The amateur historian whose research helped uncover the Tuam babies scandal has said she is optimistic families affected will soon have closure.
Catherine Corless exposed the secret burials of hundreds of children at a former mother and baby home run by nuns in Tuam, County Galway.
A child died nearly every two weeks between the mid-1920s and 1960s.
Her comments come as the Irish government announce a director to oversee the site's excavation.
"It is great news that finally a director has been appointed to oversee the excavation, exhumation, forensic DNA testing and dignified burial of the Tuam home babies who were discarded and lay in a sewage facility for many decades," Ms Corless told BBC News NI.
"This is what I have campaigned for over many years," said the historian who has been honoured for her "tireless" work.
"I am quite optimistic that the director, Daniel Mac Sweeney, who has vast expertise in this area, will do a thorough job, and bring closure for those who have siblings or relatives in that pit," she added.
Ms Corless spent years trying to find out what happened to the remains of hundreds of children who died at the Catholic-maintained home after she found there were death certificates for 796 infants, but no burial remains.
Fears of a mass grave were raised and her work made international headlines.
Media coverage of Ms Corless' findings in 2014 suggested the possibility that some of the children may have been buried in an underground sewage tank.
In October 2016 the Mother and Baby Homes Commission of Investigation began test excavations at the site in Tuam, later finding "significant quantities of human remains" in 17 underground chambers.
Tests confirmed that the bodies ranged in age from premature babies to children aged three.
At the time, then Taoiseach (Irish Prime Minister) Enda Kenny described the discovery as a "chamber of horrors", adding the babies had been treated like "some kind of sub-species".
Two years later, the commission confirmed the chambered structure containing the children's remains was in a disused sewage tank.
Last February, the Irish government agreed draft legislation to excavate the site, however, a lack of clear deadlines was criticised by some families.

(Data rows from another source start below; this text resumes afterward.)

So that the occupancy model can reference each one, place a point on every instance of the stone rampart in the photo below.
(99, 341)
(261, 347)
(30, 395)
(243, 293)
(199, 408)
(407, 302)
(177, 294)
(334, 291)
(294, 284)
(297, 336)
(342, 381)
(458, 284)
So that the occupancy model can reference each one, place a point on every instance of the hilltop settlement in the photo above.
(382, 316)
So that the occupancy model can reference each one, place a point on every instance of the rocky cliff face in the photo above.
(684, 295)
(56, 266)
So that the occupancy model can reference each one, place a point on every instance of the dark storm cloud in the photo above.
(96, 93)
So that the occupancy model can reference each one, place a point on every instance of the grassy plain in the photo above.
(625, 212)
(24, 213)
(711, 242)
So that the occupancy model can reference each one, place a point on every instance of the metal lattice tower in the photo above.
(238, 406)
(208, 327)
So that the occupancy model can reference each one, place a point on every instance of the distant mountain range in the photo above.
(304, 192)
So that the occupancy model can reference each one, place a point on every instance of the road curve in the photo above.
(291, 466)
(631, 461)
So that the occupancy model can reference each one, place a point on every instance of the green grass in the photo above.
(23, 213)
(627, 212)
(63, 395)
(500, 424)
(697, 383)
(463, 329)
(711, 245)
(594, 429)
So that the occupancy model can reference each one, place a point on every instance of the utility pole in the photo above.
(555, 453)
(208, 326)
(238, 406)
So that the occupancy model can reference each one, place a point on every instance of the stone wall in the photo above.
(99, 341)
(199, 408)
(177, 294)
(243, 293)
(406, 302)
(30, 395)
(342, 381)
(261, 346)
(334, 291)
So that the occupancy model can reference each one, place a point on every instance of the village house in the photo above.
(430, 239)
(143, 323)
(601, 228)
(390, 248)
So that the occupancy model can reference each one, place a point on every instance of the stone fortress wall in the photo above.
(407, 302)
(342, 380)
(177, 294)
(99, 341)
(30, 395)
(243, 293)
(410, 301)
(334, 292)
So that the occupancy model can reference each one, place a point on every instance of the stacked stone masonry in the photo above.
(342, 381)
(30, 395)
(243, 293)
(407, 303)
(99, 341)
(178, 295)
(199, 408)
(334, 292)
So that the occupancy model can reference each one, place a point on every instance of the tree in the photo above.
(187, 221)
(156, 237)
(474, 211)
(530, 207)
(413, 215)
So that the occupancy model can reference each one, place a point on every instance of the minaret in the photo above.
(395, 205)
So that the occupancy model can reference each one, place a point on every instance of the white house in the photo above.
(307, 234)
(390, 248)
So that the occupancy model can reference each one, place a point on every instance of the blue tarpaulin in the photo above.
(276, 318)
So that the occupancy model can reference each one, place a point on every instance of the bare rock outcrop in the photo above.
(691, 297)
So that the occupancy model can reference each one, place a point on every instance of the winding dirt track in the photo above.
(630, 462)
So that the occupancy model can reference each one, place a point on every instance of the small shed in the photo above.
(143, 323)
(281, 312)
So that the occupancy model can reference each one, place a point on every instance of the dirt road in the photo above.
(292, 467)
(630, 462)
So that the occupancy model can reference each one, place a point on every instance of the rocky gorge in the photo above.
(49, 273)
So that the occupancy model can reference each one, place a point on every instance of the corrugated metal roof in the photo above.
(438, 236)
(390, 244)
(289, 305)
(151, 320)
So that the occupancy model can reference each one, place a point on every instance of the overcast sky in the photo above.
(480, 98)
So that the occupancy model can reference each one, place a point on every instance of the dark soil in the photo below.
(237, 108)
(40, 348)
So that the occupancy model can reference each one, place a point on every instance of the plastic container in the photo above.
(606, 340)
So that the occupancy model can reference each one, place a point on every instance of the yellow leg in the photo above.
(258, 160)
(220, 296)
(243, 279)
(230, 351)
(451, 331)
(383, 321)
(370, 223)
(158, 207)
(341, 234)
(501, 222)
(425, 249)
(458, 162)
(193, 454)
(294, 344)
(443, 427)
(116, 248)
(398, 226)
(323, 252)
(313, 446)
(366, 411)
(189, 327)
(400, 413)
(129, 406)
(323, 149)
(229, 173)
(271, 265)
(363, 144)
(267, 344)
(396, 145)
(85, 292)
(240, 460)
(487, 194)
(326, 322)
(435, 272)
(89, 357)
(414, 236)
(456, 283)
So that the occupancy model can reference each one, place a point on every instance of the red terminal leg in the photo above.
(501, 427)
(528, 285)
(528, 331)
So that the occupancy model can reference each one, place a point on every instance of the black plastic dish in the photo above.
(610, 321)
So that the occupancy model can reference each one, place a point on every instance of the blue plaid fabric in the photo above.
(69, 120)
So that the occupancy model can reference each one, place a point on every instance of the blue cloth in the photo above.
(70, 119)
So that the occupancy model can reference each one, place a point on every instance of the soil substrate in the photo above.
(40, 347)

Annette McKay, whose sister Mary Margaret O'Connor died in the Tuam home, told the Irish Examiner in February she doubted any progress would be made this year.
Minister Roderic O'Gorman announced the appointment of Daniel Mac Sweeney as Director of Authorised Intervention on Tuesday.
Mr O'Gorman said that Mr Mac Sweeney will oversee "the long awaited intervention" and brings "extensive expertise and experience contributing to, leading and overseeing humanitarian programmes in the international arena", including in relation to missing persons and identification programmes involving the use of DNA.
Daniel Sweeney previously worked for the International Committee of the Red Cross (ICRC) from 2007 to earlier this year, most recently acting as an envoy on missing persons in the Caucasus region.
The Department of Children, Equality, Disability, Integration and Youth, which is overseeing the excavation, said Mr Mac Sweeney's key priority in the first instance will be to engage with relatives, survivors and former residents of Tuam.
"Work is ongoing to establish core staffing and administrative structures, and to appoint an advisory board to support Mr Mac Sweeney in his work," they added.
Minister O'Gorman also announced the appointment of former school principal and civil leader, Ms Sheila Nunan, to lead negotiation with religious bodies, on his behalf, in relation to contributions to the Mother and Baby Institutions Payment Scheme.
Dark, difficult, shameful Established in the 19th and 20th centuries, mother and baby homes housed women and girls who became pregnant outside marriage.
The children of these women were denied baptism and segregated from others at school. If they died at such facilities, they were also denied a Christian burial.
Hundreds of children died in the Tuam home over a 36-year-period.